6. Automated Power Estimation from the Literature
- Tools like z-curve (which you’ve used) and related approaches essentially reverse-engineer power from published test statistics, producing field-wide or topic-wide estimates of “realized” power.
- This is probably the most direct methodological advance that fulfills Cohen’s vision without his limitation (the need to specify an assumed effect size).
✅ Bottom Line
Cohen’s work forced psychology to talk about power.
Modern advances like p-curve, p-uniform, z-curve, and RoBMA made it possible to estimate actual power empirically from the published record, instead of relying on assumed effect sizes. These methods are now central to meta-science and are widely used to diagnose the credibility of research literatures.
6. Which of these methods has been used to estimate the power of psychological research using large representative sets of studies like Cohen’s (1962) seminal study?
1. Direct Replications of Cohen’s Survey
- Sedlmeier & Gigerenzer (1989): Surveyed 10 psychology journals from 1960–1984.
- Found no improvement in average power since Cohen.
- Median power: ~.37 for medium effects (virtually the same as Cohen’s ~.48).
- Maxwell (2004): Re-analyzed psychological literature, confirming that low power was still endemic.
These studies stayed close to Cohen’s method — manually coding studies, assuming effect sizes, and applying power tables.
2. p-curve
- Simonsohn, Nelson, & Simmons (2014): Introduced p-curve and demonstrated it on sets of published studies.
- Early applications used bundles of psychological experiments, showing that many literatures had low evidential value (i.e., low true power).
- But most p-curve analyses have been domain-specific (ego depletion, priming, etc.), not broad surveys like Cohen’s.
3. p-uniform
- van Assen, van Aert, & Wicherts (2015): Developed the method and applied it to collections of psychology studies.

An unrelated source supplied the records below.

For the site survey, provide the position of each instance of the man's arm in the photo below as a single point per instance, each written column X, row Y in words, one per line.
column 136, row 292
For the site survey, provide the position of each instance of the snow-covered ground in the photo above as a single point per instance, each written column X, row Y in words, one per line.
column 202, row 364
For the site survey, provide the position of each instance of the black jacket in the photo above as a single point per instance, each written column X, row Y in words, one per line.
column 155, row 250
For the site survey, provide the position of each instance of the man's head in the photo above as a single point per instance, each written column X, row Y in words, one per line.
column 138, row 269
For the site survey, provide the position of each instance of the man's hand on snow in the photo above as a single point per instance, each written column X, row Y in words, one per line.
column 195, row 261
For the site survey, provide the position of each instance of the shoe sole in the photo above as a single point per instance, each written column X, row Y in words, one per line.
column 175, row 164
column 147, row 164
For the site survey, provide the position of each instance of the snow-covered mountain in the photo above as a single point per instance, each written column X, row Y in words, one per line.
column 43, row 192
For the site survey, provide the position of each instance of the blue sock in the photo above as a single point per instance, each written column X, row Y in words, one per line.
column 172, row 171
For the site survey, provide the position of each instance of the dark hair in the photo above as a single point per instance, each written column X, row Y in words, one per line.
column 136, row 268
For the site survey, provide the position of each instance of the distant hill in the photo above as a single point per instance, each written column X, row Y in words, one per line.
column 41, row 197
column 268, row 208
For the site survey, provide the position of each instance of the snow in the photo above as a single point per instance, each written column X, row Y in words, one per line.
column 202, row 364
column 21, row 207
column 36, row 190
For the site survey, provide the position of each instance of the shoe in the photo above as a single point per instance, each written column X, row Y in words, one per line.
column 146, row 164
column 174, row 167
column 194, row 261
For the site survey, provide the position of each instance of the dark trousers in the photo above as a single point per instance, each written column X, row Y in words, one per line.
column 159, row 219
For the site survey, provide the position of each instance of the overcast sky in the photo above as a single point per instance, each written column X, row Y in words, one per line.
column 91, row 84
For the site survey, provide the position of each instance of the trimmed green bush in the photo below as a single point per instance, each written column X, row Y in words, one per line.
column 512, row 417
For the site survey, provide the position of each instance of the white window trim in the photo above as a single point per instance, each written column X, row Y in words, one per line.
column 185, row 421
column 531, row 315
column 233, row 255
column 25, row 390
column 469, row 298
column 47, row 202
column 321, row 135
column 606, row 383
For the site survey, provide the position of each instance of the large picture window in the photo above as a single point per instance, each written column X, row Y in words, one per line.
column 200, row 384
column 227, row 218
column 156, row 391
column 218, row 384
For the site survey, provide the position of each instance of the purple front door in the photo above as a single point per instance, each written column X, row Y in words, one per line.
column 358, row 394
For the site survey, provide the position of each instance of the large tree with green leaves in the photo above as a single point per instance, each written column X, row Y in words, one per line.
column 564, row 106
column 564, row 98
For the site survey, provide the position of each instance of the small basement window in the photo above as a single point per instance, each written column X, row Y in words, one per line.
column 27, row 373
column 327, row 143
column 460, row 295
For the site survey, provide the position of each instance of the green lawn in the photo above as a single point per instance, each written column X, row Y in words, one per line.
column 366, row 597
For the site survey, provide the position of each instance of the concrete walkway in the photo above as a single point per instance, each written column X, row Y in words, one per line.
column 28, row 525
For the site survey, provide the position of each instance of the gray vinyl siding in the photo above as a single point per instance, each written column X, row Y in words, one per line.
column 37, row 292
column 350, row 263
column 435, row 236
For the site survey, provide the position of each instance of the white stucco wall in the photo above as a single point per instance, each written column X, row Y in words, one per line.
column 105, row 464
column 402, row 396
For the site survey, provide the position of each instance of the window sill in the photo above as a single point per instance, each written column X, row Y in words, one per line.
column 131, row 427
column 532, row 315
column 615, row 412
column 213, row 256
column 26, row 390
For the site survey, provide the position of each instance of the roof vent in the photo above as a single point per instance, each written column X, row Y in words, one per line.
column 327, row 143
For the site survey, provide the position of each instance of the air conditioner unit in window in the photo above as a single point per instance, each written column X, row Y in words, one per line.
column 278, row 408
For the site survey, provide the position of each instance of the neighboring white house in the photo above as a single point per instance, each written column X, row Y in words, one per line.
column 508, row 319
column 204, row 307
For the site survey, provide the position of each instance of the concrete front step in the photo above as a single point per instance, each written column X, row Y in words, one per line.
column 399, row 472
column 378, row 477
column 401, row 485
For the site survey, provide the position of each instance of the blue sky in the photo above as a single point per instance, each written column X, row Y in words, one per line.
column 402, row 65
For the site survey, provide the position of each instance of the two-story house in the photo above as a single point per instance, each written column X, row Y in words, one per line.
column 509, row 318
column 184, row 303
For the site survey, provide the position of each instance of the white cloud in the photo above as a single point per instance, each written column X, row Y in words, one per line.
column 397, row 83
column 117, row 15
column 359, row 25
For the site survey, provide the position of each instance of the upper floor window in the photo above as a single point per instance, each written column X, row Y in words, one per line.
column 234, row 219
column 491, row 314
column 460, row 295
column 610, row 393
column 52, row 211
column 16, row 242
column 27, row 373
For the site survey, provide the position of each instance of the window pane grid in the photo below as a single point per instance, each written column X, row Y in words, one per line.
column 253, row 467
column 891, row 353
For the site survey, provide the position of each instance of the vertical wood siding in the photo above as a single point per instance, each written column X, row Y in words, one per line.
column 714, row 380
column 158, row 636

- Like p-curve, mostly applied to targeted meta-analyses rather than huge representative samples.
4. z-curve
- Schimmack (2016 onward): Explicitly framed z-curve as a modern analogue to Cohen’s 1962 study.
- Used large samples of psychological articles (hundreds to thousands of test statistics).
- Reported average discovery rates of 30–40% and average power for published significant results around 60%.
- Schimmack’s “Replicability Index” and later z-curve 2.0 / 3.0 papers directly compared field-wide replicability to Cohen’s original findings.
- This is the closest true successor to Cohen’s survey — using automated test statistic distributions rather than effect-size assumptions.
5. RoBMA
- Bartoš et al. (2021): Combined approaches (p-curve, selection models, Bayesian averaging).
- Applied to psychology meta-analyses, not usually to whole journals.
- More powerful for specific literatures than sweeping field-level audits.
6. Large-Scale Meta-Science Surveys
- Szucs & Ioannidis (2017): Analyzed all psychology articles indexed in Cognitive, Developmental, Social journals (~1960–2015).
- Estimated median power for medium effects at ~36%.
- Essentially a mega-scale Cohen-style survey with modern computing.
- Open Science Collaboration (2015): Replication study in social/cognitive psychology.
- Directly showed realized replication rates ~36% — consistent with low original power.
- Button et al. (2013, neuroscience): Broader field but widely cited in psychology. Estimated median power ~20%.
✅ Bottom Line
- Cohen (1962): manual, small journal survey.
- Sedlmeier & Gigerenzer (1989); Maxwell (2004): larger manual surveys, same conclusion.
- Szucs & Ioannidis (2017): massive database approach, confirmed Cohen’s diagnosis.
- z-curve analyses (Schimmack, 2016–2021): the closest conceptual heir, using test-statistic distributions to estimate actual discovery rates and power without assuming effect sizes.
So — while p-curve and RoBMA are powerful tools, the field-wide, Cohen-style power estimates have mainly come from manual coding studies (1960s–2000s), meta-science big data surveys (2010s), and z-curve analyses (2016 onward).